Terra Santa: Capi delle Chiese di Gerusalemme, saluto a mons. Pizzaballa «dialogo si sta evolvendo»

«La guerra che infuria in Siria e in Iraq ha distrutto molte comunità cristiane che non possono essere sostituite. Le difficoltà economiche della Terra Santa, così come altri fattori, hanno portato molti ad emigrare in Occidente, provocando una diminuzione del numero dei cristiani. Questo problema deve essere affrontato con la creazione di una solidarietà cristiana». Così il patriarca armeno Nourhan Manougian ha salutato monsignor Pierbattista Pizzaballa, durante l’incontro del 20 ottobre scorso, nel quale i capi delle Chiese ortodosse di Gerusalemme (armena, greco-ortodossa, siriaca ed etiope) hanno formulato i loro auguri al nuovo amministratore apostolico del Patriarcato latino. Una preoccupazione condivisa da mons. Pizzaballa che, a sua volta, ha ringraziato il vescovo sito-ortodosso Sweiros Malki Murad, Vicario Patriarcale di Gerusalemme, per la sua cooperazione e il coordinamento congiunto, sottolineando l’importanza della unità tra le Chiese: «nonostante le nostre diverse storie, siamo una voce comune – ha detto Pizzaballa – dobbiamo rafforzare la presenza cristiana nella regione, in particolare a Gerusalemme. Malgrado i nostri piccoli numeri, ciò che facciamo e ciò che diciamo è visto in tutto il mondo. Noi crediamo nella leadership, la collaborazione, le relazioni fraterne che ci legano non solo durante le festività religiose, ma anche nella nostra vita quotidiana».

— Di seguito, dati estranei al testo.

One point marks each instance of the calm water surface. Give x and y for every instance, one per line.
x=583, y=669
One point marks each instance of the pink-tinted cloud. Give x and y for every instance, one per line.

Rivolgendosi poi al patriarca greco-ortodosso, Teofilo, mons. Pizzaballa ha ribadito il suo impegno a «lavorare per rafforzare ulteriormente le radici cristiane e il carattere cristiano di Gerusalemme». «La nostra forza – è stata la risposta del patriarca – sta nel nostro amore e nella fede in Gesù Cristo. Credo che la nostra esperienza passata e la nostra comprensione della situazione sul terreno abbiano rafforzato la nostra cooperazione. Il dialogo tra la Chiesa cattolica romana e la Chiesa ortodossa si sta evolvendo in modo molto bello e c’è una comprensione maggiore e più profonda. Questo è un segnale positivo perché più le nostre chiese si incontrano e dialogano, più la ferita guarisce».